The week began with heavy selling by foreign institutional investors (FIIs), offloading shares worth nearly ₹7,000 crore in the cash market. This pressure dragged the Nifty down by 1.41 per cent on February 19, closing at 25,454, as global tensions and sectoral weakness weighed on sentiment. However, domestic institutional investors (DIIs) countered the outflow by pumping in over ₹8,000 crore, preventing a sharper decline.
A slight rebound followed on February 20, with the Nifty inching closer to 25,600 due to selective buying in certain stocks. The Sensex also recovered from the 82,000-82,500 range, finding support between 81,800 and 82,000 to end the session in positive territory. Analysts noted that while markets showed resilience, volatility persisted, with Nifty facing resistance near 25,700 and support around 25,300.

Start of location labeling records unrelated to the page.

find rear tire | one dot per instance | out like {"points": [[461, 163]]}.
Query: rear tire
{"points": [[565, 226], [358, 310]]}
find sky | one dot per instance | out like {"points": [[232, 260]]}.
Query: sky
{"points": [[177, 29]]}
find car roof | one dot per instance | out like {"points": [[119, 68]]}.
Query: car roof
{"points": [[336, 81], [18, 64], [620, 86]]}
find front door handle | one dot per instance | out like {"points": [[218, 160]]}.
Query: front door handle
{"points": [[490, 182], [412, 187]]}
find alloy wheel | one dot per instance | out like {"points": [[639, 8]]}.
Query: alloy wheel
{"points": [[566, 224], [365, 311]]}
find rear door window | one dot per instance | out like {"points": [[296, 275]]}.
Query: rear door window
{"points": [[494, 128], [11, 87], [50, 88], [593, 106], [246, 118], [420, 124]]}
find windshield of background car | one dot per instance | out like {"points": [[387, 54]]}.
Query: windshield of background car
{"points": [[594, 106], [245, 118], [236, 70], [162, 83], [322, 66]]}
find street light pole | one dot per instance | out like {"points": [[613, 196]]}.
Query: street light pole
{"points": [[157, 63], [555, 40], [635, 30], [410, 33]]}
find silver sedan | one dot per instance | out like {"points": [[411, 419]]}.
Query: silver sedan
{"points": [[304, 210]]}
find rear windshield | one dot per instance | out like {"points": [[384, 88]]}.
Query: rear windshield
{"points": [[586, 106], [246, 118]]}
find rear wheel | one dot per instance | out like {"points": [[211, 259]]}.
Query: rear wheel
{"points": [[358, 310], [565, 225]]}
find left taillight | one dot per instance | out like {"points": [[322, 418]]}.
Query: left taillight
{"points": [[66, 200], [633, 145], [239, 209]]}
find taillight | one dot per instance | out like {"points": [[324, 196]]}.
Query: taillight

Global factors further influenced market mood, particularly after the US Supreme Court struck down broad reciprocal tariffs under IEEPA, capping India's tariff exposure at 15 per cent. Comments from US President Donald Trump also added to the uncertainty. Meanwhile, the Indian rupee's 17.18 per cent appreciation against the US dollar since February 2024 signalled underlying economic strength, though its direct impact on equities remained mixed.
Market experts advise caution, recommending a 'sell-on-rise' approach until a clearer upward trend emerges. Investors are urged to monitor global developments and upcoming earnings reports closely. With volatility expected to continue, the Nifty's near-term movements may stay range-bound between 25,300 and 25,700.